# iReport/Jasper Report



## copymaster (1. Apr 2009)

Hallo!
Vielleicht kann mir einer helfen. Ich habe iReport und damit einen schönen Report erstellt.
Das ist zwar nett, aber brauchen tue ich ihn im Web. Das heisst im Intranet. Dort soll dann nach Aufruf einer Seite der Report angezeigt werden.

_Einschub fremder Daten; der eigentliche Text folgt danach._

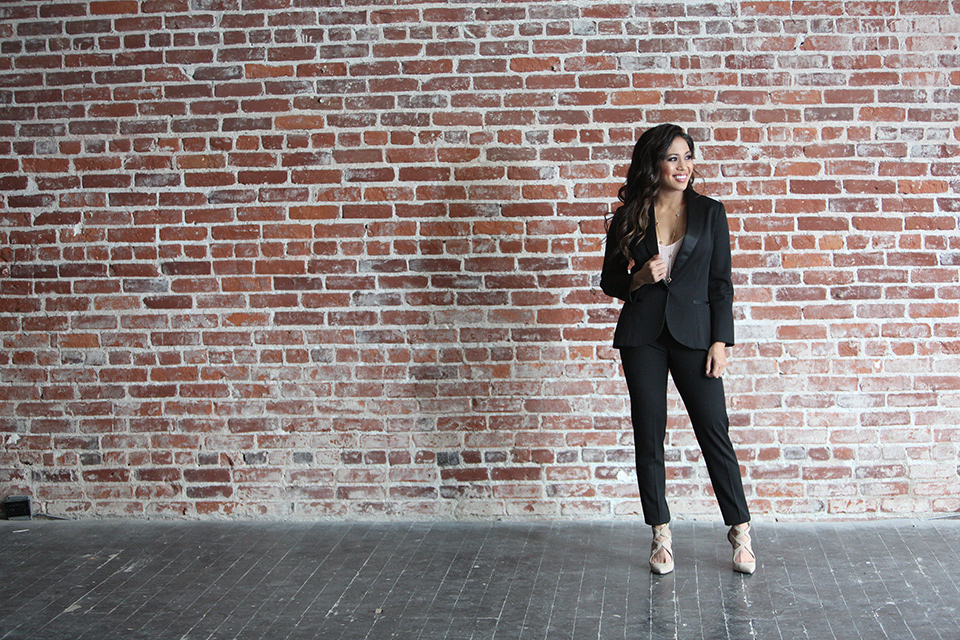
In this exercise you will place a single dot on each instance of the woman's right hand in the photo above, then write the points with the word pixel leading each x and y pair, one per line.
pixel 653 270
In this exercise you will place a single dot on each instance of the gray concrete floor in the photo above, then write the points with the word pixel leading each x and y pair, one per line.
pixel 190 580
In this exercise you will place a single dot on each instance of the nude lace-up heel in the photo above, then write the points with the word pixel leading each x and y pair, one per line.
pixel 739 537
pixel 662 540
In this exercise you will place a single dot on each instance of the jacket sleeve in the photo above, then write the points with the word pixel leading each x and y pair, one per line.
pixel 616 277
pixel 720 290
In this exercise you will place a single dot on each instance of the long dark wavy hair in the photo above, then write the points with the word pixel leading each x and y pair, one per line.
pixel 643 183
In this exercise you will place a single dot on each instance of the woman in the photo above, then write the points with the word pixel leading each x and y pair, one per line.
pixel 668 258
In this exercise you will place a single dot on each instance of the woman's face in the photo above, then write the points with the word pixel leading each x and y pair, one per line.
pixel 677 168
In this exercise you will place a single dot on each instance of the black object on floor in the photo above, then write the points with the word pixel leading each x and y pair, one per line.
pixel 469 581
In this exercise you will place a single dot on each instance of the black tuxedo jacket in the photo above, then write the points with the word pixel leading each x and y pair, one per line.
pixel 697 304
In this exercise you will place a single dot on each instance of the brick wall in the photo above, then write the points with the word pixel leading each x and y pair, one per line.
pixel 340 258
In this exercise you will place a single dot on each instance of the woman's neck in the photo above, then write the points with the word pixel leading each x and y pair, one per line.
pixel 670 201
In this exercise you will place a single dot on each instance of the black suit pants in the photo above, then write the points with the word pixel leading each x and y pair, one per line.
pixel 645 369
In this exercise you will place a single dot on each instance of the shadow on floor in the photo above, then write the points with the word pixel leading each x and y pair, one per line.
pixel 462 581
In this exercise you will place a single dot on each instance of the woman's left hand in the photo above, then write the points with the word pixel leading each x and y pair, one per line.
pixel 716 360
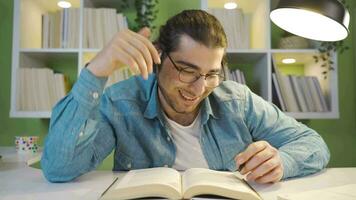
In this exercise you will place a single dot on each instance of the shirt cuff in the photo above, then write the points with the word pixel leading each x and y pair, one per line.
pixel 89 88
pixel 290 166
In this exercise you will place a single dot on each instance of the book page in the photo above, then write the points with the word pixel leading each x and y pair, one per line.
pixel 198 181
pixel 153 182
pixel 150 176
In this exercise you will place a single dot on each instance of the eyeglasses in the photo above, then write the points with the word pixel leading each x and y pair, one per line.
pixel 191 76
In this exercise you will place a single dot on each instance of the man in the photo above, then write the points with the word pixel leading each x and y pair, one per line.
pixel 183 116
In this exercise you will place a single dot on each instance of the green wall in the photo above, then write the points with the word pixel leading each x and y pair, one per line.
pixel 340 134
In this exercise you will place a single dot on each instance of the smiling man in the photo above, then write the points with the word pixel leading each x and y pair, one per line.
pixel 182 116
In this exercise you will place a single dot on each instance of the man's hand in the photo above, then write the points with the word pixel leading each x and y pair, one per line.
pixel 263 161
pixel 126 48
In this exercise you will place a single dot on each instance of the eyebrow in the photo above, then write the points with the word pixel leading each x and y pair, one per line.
pixel 195 66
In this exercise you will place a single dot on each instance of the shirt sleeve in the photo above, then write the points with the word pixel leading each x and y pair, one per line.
pixel 302 149
pixel 80 136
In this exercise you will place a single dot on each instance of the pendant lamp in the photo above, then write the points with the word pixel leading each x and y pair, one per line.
pixel 322 20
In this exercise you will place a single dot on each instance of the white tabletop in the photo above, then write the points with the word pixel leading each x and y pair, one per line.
pixel 19 181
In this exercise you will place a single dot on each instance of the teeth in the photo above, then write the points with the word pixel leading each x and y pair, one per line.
pixel 186 97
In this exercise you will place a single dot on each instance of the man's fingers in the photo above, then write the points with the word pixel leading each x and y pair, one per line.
pixel 145 32
pixel 140 46
pixel 251 150
pixel 149 45
pixel 271 177
pixel 257 160
pixel 126 59
pixel 263 169
pixel 137 55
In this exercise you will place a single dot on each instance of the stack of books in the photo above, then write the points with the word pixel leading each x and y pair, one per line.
pixel 100 25
pixel 61 29
pixel 299 93
pixel 39 89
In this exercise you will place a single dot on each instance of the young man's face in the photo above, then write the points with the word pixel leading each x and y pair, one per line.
pixel 184 98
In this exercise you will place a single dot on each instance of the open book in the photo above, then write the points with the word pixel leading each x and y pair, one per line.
pixel 169 183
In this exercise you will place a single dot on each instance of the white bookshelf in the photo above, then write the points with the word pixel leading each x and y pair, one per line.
pixel 27 51
pixel 259 57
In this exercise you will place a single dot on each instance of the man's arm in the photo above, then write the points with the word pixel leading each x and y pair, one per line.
pixel 79 137
pixel 301 150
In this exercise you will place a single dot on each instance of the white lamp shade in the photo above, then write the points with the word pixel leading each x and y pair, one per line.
pixel 312 23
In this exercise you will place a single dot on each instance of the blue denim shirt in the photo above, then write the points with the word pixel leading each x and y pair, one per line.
pixel 89 123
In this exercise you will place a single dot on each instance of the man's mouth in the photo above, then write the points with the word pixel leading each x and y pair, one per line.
pixel 187 96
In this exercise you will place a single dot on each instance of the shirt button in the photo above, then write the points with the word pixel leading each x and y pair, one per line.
pixel 95 95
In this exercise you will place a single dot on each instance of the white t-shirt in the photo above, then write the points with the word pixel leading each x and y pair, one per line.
pixel 188 149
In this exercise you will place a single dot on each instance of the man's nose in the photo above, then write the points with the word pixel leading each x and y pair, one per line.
pixel 198 87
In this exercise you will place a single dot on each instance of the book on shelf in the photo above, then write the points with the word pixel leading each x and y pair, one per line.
pixel 278 92
pixel 60 29
pixel 169 183
pixel 100 25
pixel 236 24
pixel 298 93
pixel 39 89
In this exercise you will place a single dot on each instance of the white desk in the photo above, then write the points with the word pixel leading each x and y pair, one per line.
pixel 18 181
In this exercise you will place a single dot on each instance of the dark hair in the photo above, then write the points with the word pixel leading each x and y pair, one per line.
pixel 198 24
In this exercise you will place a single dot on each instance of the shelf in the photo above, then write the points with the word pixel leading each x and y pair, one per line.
pixel 294 51
pixel 50 50
pixel 91 50
pixel 314 115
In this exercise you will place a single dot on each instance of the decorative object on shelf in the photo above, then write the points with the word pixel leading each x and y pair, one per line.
pixel 26 144
pixel 323 20
pixel 326 49
pixel 290 41
pixel 146 12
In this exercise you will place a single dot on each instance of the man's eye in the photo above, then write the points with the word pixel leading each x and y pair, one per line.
pixel 189 71
pixel 212 75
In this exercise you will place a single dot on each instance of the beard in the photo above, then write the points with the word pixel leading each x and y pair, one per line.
pixel 173 101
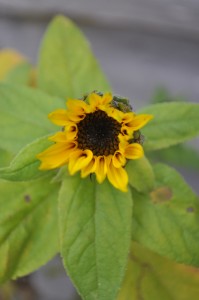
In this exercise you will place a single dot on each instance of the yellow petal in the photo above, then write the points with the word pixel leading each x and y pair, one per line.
pixel 89 169
pixel 138 121
pixel 118 177
pixel 133 151
pixel 59 117
pixel 101 168
pixel 118 159
pixel 79 160
pixel 94 100
pixel 71 131
pixel 128 117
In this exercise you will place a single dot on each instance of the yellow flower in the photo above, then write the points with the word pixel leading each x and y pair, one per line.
pixel 96 137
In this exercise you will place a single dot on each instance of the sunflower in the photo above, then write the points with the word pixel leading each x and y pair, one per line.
pixel 98 136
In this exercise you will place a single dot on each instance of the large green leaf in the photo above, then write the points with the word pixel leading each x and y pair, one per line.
pixel 67 67
pixel 25 166
pixel 5 158
pixel 152 277
pixel 23 116
pixel 141 175
pixel 28 226
pixel 166 221
pixel 21 74
pixel 179 155
pixel 173 123
pixel 95 224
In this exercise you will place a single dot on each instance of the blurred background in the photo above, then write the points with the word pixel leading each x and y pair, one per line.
pixel 149 50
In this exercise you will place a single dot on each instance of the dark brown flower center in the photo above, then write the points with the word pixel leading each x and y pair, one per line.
pixel 99 133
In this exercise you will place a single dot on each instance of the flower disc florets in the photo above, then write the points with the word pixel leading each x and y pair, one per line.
pixel 99 135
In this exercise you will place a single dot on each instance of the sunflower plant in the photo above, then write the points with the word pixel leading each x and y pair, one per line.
pixel 80 184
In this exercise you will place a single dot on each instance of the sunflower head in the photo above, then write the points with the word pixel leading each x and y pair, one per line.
pixel 100 132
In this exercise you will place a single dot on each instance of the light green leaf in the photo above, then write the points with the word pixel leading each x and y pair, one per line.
pixel 21 74
pixel 166 221
pixel 23 116
pixel 140 174
pixel 173 123
pixel 67 67
pixel 179 155
pixel 152 277
pixel 5 158
pixel 25 166
pixel 95 224
pixel 28 226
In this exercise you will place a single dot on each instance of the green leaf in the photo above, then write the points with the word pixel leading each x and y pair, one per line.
pixel 21 74
pixel 5 158
pixel 95 224
pixel 23 116
pixel 166 220
pixel 152 277
pixel 28 226
pixel 173 123
pixel 179 155
pixel 67 67
pixel 141 175
pixel 25 166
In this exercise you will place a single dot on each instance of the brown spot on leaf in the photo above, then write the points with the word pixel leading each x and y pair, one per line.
pixel 161 195
pixel 27 198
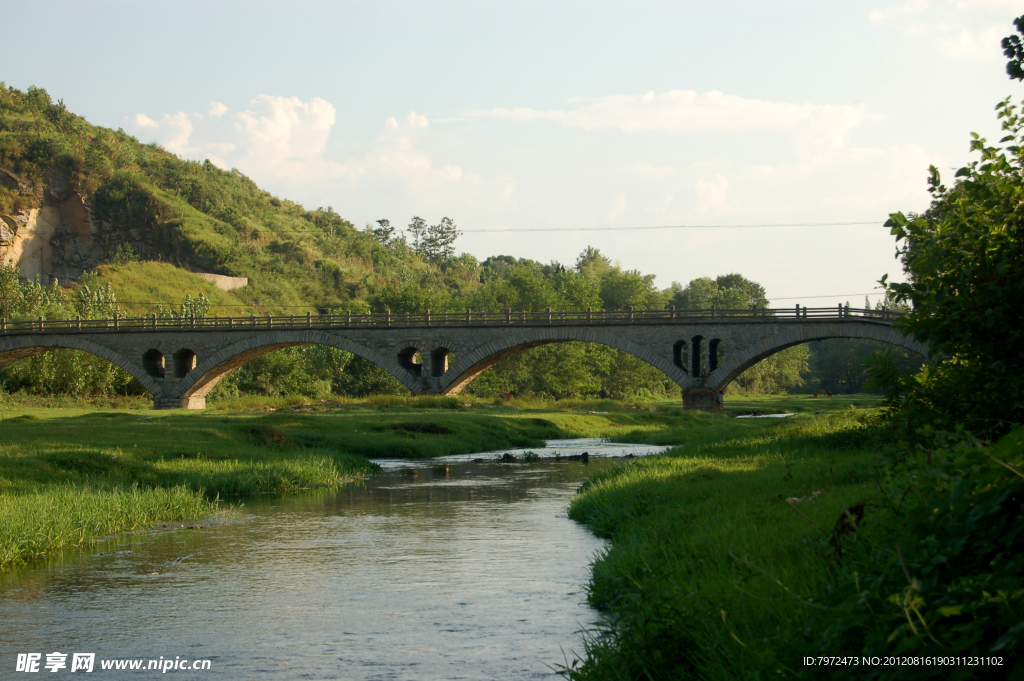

Nun habe ich aber keinen Plan, wie ich das anstellen soll.
Kann mir jemand ein java-script Beispiel schicken, wie man einen Report im Web anzeigen kann?

Vielen Dank


----------



## Ebenius (1. Apr 2009)

**verschieb**
[thread=15673]Java ist nicht JavaScript[/thread]

Ebenius


----------



## foobar (1. Apr 2009)

Mit JasperServer ist sowas möglich: Jaspersoft | JasperServer


----------



## chelbas (27. Jan 2010)

Hallo,
ich habe einen iReport Bericht für die Etikettenvorlage von Avery Zweckform Vorlage 3490 erstellt und kann bereits auf den Etikett bögen von Zweckform die Adressetiketten drucken. Gibt es eine Möglichkeit im iReport einzustellen dass beim Erstellen der Etiketten der Startpunkt fürs Drucken ausgewählt werden kann? Oder beim nächsten Etikett seit letztem Druckvorgang weiter gedruckt wird. Es sind 24 kleine Etiketten auf einem DIN A4 Bogen. Ist es möglich z.B beim Drucken das Startetikett auszuwählen um nicht immer ein neues Blatt einlegen zu müssen. 

Beste Grüße
Andi


----------